Simultan

Nadine an einem anderen Freitag

Aus Simultan

Seit Wochen habe ich eine Baustelle direkt unterm Fenster, von der ich morgens geweckt werde. Das ist wohl der Hahn der Neuzeit. Wecker brauche ich zumindest keinen. Also, heute wieder viel zu früh aufgewacht zum Hämmern und Stampfen der Maschinen draußen. Mich geärgert, weil ich heute ein Jobinterview hatte und man für so was ausgeschlafen sein sollte. Eine Installationsarbeit in Zürich. Das wäre was. Ein, zwei Espresso runtergekippt und mir gedacht: na wenn du schon so früh wach bist, dann musst du mit dem Tag auch was anfangen. Ich brauche unbedingt eine neue Lampe, die letzte ist bei meiner Umräumaktion in die Brüche gegangen. Bin also von einem Brockenhaus ins nächste geschlendert, aber nichts Passendes gefunden. Nur einen Hut für 14 Franken, den ich mir gekauft habe, einen richtig altmodischen Herrenhut, den werde ich an Weihnachten anziehen.

Viel in Fenster geschaut. Nicht nur Schaufenster. In dem Restaurant eines 5-Sterne Hotels saß eine alte Dame an einem Tisch. Gedacht: Ob sie wohl einsam ist, da so alleine zu sitzen? Es gibt tolle Fenster: pink umrandete, runde Bullaugen, bunt-bescheibte, fast wie Kirchenfenster, Vorhänge, die aus offenen Fenster wehen. Und hinter jedem dieser Fenster ist ein Leben, und man sieht nur ein Bruchstück davon, wenn überhaupt.

Ansonsten ist diese Stadt einfach häßlich und klein und selbst das Graffiti an den Wänden sieht alt und deprimiert aus.

Mit was man so seine Zeit vertrödeln kann. Plötzlich war es Viertel nach Zehn. Der Zug! Ich rannte. Verpasst. Ach du Scheiße. In Zürich angerufen und eine Absage erhalten, wenn man nicht mal rechtzeitig zum Termin kommen kann.... Wollen die Künstler oder Maschinen? Und: Wieso mache ich eigentlich immer dieselben Fehler?

Da steht dieser alte Herr und ich bitte ihn um eine Zigarette. Er sieht ziemlich grimig drein. Wohl auch den Zug verpasst oder umsonst auf jemanden gewartet, der den Zug verpasst hat. Aber er war nett genug, mir eine Zigarette zu geben. Stellt sich als Kommissär vor, der, von dem andauernd getratscht wird, er könne seinen Job nicht mehr machen. Psychisches Trauma und seitdem verlasse er sein Büro nicht mehr. Da sieht man mal wieder, wie viel an solchen Gerüchten dran ist. Da stand er, vor dem Bahnhof, und nicht in seinem Büro.

Geredet hat er allerdings nicht viel. Dafür andauernd Dinge in ein Notizbuch notiert. Das muss man als Kommissär wahrscheinlich, oder es ist einfach eine Angewohnheit, aber ein wenig seltsam war das schon. Ich kam mir beobachtet vor.

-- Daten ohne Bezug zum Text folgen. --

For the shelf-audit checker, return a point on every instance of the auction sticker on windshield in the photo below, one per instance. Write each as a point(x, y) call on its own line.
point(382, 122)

Keine Ahnung, wie ich auf die Idee gekommen bin, ihn zu fragen, ob er mit mir einen Kaffee trinken gehen würde. Die Neugierde wahrscheinlich. Wollte wissen, wie er denn so ist, der Herr Kommissär, über den man so viel hört und den man niemals sieht. Eine einmalige Chance sozusagen, und ich habe sie ergriffen.

Wir sind also ins Odeon, das allerding sehr voll war, kein Tisch frei. Wir mussten uns zu anderen Cafe-Sitzern dazusetzen, was einem Gespräch nicht sehr dienlich war. Erfahren habe ich über den Kommissär so gut wie nichts.

Um so mehr habe ich über unsere Tischmitsitzer erfahren: ein Lastwagenfahrer und ein Jazz-Musiker, die sich anscheinend auch gerade erst zufällig getroffen hatten. Beide Francophonenten. Ihr Deutsch zum Glück besser als mein Französisch. Echt nette Kerle. Wollen vielleicht nächstes Wochenende gemeinsam zu Benoîts Konzert gehen. Benoît ist der Jazzer. Der andere heißt Bourriez. Der konnte noch nicht zusagen, denn er hat eine Frau zu Hause , wie alle gut aussehenden Männer Frauen zu Hause haben. Roland hat Anne.

Benoît kennt Anne übrigens. Da sieht man mal wieder, wie klein diese Stadt ist.


Was danach geschah.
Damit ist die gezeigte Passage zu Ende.